The police watchdog has launched an investigation into eight police officers after a black teenager was stopped and searched six times in five months in London.

The boy, 16, was stopped and searched by police between January and May 2023 across Tottenham and Stratford.

No further action was taken each time.

Haringey Independent Stop and Search Monitoring Group made complaints to the Met on behalf of the boy and his mother in April and June 2023.

The Independent Office for Police Conduct (IOPC) launched an investigation after it received a mandatory referral from the Met in September 2023.

The complaints include allegations that there were insufficient grounds for the stop and searches.

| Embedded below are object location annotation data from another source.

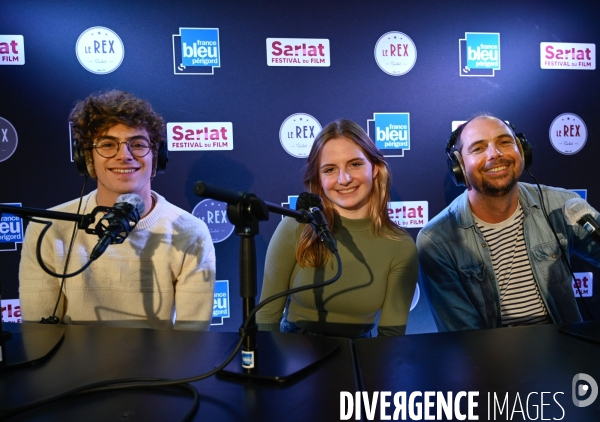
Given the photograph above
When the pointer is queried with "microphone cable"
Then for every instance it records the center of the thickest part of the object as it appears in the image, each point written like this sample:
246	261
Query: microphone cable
184	383
53	319
564	254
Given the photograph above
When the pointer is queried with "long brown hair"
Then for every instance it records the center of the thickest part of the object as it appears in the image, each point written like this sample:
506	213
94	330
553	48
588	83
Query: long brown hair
311	252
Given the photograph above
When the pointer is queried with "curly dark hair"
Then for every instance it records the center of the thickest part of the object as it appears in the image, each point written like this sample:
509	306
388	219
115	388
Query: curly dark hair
100	111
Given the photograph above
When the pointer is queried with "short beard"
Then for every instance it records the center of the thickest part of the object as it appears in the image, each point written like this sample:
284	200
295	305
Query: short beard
495	192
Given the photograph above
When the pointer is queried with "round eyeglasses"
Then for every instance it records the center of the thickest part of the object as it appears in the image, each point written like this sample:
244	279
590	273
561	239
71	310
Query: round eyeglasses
108	148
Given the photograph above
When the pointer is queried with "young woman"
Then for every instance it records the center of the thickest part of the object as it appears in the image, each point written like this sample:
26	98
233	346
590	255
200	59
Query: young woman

The investigation will also look at possible racial profiling by the officers as well as unreasonable force.

It will also look at whether the officers failed to consider the boy's welfare and policing procedures were not consistently followed, the IOPC said in a statement.

Four of the searches involved Territorial Support Group (TSG) police.

The other two incidents involved local borough patrol officers.

During the incidents, the child was told he was being searched on suspicion of drugs or theft, and reportedly matched descriptions of people carrying out robberies and knife crime in the area, the IOPC said.

The watchdog has reviewed body worn video footage from the officers and also the written records outlining the reasons for the stop and search.

In five of the six incidents, the IOPC said it identified evidence indicating potential breaches of the police standards of professional behaviour.

Seven MPS officers are under investigation for potential gross misconduct and an eighth officer is being investigated for potential misconduct, the IOPC said.

Charmaine Arbouin, IOPC director, said: "The concerning allegations raised in the complaint - which include racial profiling of a child and insufficient grounds for stopping and searching them six times in five months - are issues that we know disproportionately affect Black and other minority ethnic communities and erode public confidence in policing.

"It's therefore essential that we carry out an investigation - independent of the police - to look at each of these incidents and the actions and decision-making of the officers involved.

"We will continue to keep those involved updated as our investigation progresses."

The IOPC said that an investigation does not necessarily mean that disciplinary proceedings will follow.

Commander Nick John, from the Met's Directorate of Professional Standards, pledged that the Met would fully comly with the investigation.

He said: "Given the seriousness of these allegations it is important that we understand exactly what has happened in each of these interactions.

"We want to increase trust in our communities, both in how we tackle crime and the way in which we interact with the public. Any complaint received by the Met is taken extremely seriously."